When the times, when the times they be tough… cutting spend seems obvious
But is that the right reaction? Is it possible that your entirely human knee-jerk reaction to a shock is entirely the wrong thing?
Yes. Yes it is possible.
Let’s consider the fact that when you are on your budgetary high, that place where you can spend no wrong, you waste not a moment on that thing that you believe is worth spending money on or your advisors have convinced you is worth spending money on. Those times are the times where you wave your dismissive hand and claim the cost of the thing you believe in is just a rounding error. Unless your consulting advisor is McKinsey. Then it’s a big, HUGE rounding error. I kid. I love those guys and girls. Bless their hearts. Your mileage on 7 figures and 557 slides may vary.
At any rate, believe for a moment that your thoughts on cutting are just plain wrong. What if, hear me out, what if you are cutting the things that your business is the best at in your industry? What if, you are killing in infancy your core capabilities? What if the things you are putting to the sword are the things you need to win the competitive advantage in your field?
Is it possible cutting spend during crises is the wrong thing?
I think it is. Not just from some innate sense of what people would do, as in defend the thing that they totally believe for whatever reason. But from my experience in nearly 20 years of observing and advising people. To be honest, I was often advising people that really didn’t want to be advised, but that’s not really the point.
But it is actually!
We don’t want to do the thing that we decided we didn’t want to do. It’s a real psychological thing. Once we’ve decided on something (think politics, religion, sex, music) we really, really have a tough time tolerating divergent perspectives. It’s human, it’s okay. Don’t worry.
But when it comes to destroying a business, well, that just can’t be a thing we abide.
Here’s the thing. Your initial flight or fight reaction to terrorism (2001) or economic disaster (2008) or health pandemic (2020) is just that, a human reaction to the stimuli present. It’s okay. React. But do it in your own room. Don’t react by deciding to furlough employees and arbitrarily cut programs.

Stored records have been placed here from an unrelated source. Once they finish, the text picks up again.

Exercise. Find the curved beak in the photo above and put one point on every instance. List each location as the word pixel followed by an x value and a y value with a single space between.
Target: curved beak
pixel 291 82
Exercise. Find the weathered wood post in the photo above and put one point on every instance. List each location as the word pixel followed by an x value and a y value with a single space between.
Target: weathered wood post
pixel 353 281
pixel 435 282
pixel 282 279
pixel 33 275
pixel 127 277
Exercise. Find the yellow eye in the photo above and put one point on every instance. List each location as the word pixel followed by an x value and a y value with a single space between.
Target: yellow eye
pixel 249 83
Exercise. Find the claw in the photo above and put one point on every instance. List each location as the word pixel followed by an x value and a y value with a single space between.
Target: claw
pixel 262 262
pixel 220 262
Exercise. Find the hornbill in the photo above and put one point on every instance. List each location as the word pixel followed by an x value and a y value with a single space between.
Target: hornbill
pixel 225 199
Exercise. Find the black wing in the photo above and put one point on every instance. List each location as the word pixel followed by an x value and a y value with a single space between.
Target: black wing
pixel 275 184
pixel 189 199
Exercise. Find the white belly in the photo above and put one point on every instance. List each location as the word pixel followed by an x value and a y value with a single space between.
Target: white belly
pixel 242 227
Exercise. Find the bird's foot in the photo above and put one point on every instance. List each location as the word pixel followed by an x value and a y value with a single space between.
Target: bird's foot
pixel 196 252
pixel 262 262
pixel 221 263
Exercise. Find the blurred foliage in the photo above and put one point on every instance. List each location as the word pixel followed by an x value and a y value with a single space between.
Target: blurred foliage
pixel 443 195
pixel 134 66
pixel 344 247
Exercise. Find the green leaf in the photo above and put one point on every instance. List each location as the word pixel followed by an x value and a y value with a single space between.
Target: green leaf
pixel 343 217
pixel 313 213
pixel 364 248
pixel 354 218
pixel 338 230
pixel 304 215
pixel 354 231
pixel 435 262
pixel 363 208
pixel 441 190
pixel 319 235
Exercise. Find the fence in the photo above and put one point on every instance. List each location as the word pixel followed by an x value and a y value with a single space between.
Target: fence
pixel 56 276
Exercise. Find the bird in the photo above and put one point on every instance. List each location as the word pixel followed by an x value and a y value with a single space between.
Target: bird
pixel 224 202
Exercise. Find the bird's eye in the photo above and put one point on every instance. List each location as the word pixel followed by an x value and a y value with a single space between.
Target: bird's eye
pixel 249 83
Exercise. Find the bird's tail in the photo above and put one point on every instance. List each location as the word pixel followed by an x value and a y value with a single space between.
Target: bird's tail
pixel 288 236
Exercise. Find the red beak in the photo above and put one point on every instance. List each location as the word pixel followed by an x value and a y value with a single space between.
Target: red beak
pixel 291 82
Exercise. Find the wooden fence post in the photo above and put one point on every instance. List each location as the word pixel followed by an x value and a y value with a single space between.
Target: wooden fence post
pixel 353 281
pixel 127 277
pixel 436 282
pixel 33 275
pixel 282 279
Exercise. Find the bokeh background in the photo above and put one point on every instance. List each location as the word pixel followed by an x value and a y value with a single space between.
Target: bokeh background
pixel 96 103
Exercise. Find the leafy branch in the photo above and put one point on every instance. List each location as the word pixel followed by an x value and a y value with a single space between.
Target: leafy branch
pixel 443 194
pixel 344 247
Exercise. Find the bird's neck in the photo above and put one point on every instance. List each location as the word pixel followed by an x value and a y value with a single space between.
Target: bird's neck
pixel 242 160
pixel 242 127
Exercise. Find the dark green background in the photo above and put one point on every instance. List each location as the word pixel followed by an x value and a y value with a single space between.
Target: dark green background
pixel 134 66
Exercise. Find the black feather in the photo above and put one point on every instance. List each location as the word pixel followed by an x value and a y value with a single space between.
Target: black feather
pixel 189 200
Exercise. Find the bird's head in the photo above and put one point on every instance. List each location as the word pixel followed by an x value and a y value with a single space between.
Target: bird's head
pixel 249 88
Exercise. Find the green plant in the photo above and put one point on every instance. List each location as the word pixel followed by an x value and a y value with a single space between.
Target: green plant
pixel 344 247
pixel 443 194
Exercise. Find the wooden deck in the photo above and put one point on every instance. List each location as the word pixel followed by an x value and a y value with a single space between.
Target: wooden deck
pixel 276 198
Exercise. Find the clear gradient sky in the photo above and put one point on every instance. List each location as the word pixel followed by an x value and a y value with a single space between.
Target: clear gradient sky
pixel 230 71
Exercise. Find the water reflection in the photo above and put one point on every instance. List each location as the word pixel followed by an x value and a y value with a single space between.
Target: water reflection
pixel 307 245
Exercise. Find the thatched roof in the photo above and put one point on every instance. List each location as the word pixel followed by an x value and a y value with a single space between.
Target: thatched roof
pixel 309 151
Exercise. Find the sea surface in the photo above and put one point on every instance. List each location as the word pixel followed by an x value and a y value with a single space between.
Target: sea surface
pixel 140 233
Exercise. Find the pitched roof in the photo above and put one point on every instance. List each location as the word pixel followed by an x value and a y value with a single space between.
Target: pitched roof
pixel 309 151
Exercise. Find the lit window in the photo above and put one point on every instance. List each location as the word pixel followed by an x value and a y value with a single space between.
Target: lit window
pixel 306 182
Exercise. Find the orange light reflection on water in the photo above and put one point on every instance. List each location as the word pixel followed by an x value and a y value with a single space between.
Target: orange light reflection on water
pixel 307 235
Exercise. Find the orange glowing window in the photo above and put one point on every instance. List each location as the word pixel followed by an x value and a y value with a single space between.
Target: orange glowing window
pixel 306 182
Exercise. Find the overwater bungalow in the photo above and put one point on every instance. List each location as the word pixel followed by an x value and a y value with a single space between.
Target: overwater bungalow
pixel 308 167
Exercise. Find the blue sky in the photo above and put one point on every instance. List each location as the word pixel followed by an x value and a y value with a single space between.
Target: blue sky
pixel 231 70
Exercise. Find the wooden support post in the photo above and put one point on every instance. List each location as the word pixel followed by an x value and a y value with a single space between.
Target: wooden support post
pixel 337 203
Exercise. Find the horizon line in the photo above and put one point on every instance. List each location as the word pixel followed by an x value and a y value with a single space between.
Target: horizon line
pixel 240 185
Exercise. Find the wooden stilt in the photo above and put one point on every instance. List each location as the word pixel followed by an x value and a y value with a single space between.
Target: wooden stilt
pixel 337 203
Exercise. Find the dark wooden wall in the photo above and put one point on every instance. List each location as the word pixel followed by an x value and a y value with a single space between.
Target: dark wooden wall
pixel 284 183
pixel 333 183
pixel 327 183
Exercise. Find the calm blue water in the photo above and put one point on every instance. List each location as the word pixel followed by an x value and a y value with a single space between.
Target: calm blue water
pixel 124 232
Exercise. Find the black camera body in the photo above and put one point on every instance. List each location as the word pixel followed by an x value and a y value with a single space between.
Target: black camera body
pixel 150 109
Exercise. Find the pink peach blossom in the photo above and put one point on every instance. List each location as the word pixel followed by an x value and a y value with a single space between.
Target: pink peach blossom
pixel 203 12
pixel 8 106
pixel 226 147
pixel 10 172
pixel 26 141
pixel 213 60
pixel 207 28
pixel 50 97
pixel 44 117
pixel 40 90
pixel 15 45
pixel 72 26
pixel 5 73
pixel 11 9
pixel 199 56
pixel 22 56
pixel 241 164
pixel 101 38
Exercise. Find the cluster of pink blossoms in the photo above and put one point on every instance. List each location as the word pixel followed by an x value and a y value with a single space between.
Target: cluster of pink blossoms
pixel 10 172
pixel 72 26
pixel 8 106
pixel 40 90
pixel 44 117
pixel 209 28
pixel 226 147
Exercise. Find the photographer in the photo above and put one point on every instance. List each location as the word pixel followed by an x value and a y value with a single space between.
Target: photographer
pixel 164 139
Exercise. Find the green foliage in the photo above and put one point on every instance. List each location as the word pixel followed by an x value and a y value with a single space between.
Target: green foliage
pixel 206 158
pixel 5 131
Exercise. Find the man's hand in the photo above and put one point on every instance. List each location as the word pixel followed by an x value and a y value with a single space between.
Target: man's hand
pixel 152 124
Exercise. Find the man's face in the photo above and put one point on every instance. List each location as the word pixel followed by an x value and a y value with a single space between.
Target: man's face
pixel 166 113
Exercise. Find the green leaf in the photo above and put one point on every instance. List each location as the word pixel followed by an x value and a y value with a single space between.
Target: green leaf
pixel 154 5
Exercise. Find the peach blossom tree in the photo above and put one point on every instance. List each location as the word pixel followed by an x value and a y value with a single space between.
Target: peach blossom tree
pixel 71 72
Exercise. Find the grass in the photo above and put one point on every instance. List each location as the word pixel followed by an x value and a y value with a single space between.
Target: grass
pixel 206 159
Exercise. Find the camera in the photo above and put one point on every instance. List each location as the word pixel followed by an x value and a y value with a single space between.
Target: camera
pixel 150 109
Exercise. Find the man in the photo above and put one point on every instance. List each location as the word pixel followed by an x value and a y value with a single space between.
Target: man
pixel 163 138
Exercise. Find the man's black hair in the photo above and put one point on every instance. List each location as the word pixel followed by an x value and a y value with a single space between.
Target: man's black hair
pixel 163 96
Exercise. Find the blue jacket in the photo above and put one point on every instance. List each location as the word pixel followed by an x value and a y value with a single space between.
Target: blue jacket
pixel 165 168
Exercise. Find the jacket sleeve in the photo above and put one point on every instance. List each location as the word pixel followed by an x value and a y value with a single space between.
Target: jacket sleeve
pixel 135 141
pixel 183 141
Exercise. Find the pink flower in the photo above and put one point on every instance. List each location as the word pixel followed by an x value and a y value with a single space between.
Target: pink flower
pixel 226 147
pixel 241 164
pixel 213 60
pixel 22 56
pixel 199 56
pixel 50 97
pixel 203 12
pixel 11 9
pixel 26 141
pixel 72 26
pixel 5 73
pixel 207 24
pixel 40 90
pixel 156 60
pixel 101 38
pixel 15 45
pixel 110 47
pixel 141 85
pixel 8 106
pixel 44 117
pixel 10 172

Instead you need to be bold and unafraid.
Take Advantage of Crisis
A crisis isn’t the time to stick your head in the sand, to wring your hands and cut everything to the bone to save money just in case. No, a crisis is the exact time to think outside the self-built box and think of innovative ways to execute your business and serve your customers.
This could be as simple as blasting accumulated red tape out of test execution processes, massively leveraging automation and dramatically speeding time to market. It could be about streamlining overly-complicated change management and risk assessment workflows and improving efficiency. It may be about finally implementing transformations for those revenue-generating lines of business that should have been digitized long ago and for too long have languished in the land of de-prioritized work.

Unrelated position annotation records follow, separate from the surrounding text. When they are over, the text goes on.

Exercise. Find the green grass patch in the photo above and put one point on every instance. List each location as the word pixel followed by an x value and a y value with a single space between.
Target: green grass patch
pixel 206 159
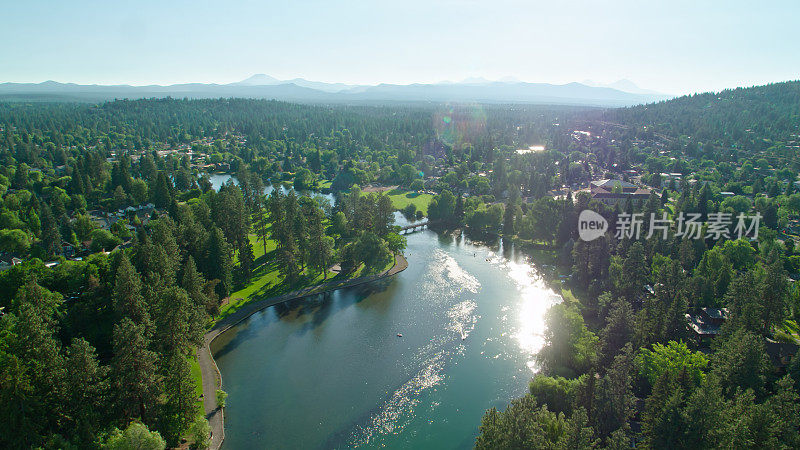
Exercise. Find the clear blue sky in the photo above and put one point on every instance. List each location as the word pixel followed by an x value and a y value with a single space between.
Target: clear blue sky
pixel 671 46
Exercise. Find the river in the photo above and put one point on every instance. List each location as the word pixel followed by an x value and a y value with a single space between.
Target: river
pixel 331 372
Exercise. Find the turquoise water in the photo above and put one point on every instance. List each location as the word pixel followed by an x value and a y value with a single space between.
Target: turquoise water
pixel 331 372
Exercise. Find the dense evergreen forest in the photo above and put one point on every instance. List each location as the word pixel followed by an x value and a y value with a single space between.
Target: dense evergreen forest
pixel 117 253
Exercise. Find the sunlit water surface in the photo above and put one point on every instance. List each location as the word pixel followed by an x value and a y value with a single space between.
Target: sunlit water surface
pixel 330 371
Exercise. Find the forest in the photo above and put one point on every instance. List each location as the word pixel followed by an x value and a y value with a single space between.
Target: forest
pixel 117 254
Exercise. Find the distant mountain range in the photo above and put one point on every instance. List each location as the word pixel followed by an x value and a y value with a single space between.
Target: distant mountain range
pixel 508 90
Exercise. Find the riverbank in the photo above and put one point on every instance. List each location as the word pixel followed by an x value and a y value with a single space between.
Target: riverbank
pixel 212 378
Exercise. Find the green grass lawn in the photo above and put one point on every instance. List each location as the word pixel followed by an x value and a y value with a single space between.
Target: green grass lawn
pixel 402 198
pixel 266 280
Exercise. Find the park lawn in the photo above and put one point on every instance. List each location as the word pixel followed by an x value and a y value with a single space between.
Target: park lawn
pixel 197 376
pixel 402 198
pixel 266 280
pixel 789 331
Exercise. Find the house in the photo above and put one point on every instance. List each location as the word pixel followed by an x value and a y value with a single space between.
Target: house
pixel 604 191
pixel 707 323
pixel 667 178
pixel 8 261
pixel 780 353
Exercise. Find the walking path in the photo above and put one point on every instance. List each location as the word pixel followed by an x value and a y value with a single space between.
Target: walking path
pixel 212 379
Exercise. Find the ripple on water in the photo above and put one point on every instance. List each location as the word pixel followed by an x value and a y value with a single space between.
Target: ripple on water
pixel 445 280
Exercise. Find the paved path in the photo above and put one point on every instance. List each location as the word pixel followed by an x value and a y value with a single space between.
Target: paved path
pixel 212 379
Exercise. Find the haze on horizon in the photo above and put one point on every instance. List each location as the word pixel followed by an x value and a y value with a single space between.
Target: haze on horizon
pixel 677 47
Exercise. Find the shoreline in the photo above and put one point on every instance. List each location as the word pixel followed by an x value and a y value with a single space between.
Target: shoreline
pixel 212 378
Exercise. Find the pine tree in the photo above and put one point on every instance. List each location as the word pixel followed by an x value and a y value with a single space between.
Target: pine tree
pixel 51 237
pixel 127 295
pixel 178 410
pixel 134 372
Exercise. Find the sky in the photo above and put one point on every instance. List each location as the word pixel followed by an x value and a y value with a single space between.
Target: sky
pixel 674 47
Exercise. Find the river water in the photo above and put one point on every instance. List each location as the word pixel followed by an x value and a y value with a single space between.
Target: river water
pixel 331 372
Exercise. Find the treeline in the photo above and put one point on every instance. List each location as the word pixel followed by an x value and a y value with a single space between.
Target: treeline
pixel 620 368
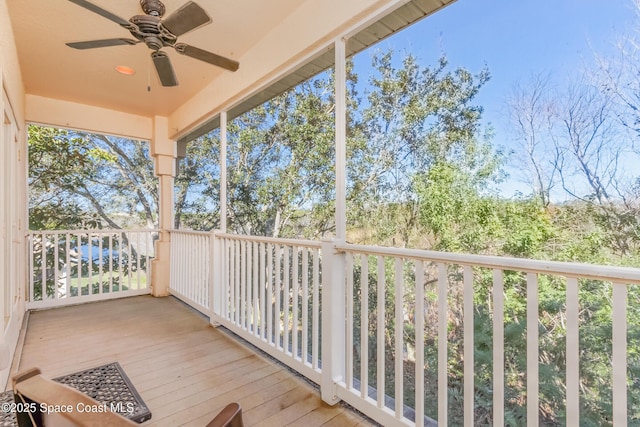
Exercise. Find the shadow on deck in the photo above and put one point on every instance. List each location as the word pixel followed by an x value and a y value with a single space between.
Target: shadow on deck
pixel 184 369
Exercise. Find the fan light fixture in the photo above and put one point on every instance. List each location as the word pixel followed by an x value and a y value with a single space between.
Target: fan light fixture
pixel 123 69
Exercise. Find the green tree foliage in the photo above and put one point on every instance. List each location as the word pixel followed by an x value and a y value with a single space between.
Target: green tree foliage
pixel 280 164
pixel 79 180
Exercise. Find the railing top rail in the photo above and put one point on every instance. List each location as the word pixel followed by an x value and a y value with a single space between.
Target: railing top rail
pixel 95 231
pixel 278 241
pixel 626 275
pixel 191 232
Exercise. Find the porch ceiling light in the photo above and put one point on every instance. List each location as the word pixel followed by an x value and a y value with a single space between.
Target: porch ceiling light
pixel 123 69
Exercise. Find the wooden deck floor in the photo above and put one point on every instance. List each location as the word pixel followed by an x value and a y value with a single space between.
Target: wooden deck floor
pixel 184 369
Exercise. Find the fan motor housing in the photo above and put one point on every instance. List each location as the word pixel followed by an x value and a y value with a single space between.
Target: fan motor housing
pixel 150 32
pixel 152 7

There are projects and programs and initiatives that often get kicked down the priority list because they seem like a luxury or perhaps are seen as too complex or maybe even seen as too small.
This is the exact time to dust those things off and get them done!
Hero, not Zero
Use the crisis as a pretext for taking bold, dramatic action to improve your business and set your capabilities on new, improved footing. Emerge from the crisis stronger than you were when it began.
This will set your company apart from competitors who are all in the midst of full-blown panic. It will also set you apart from your peers in the company who are counseling conservation, caution, retrenchment.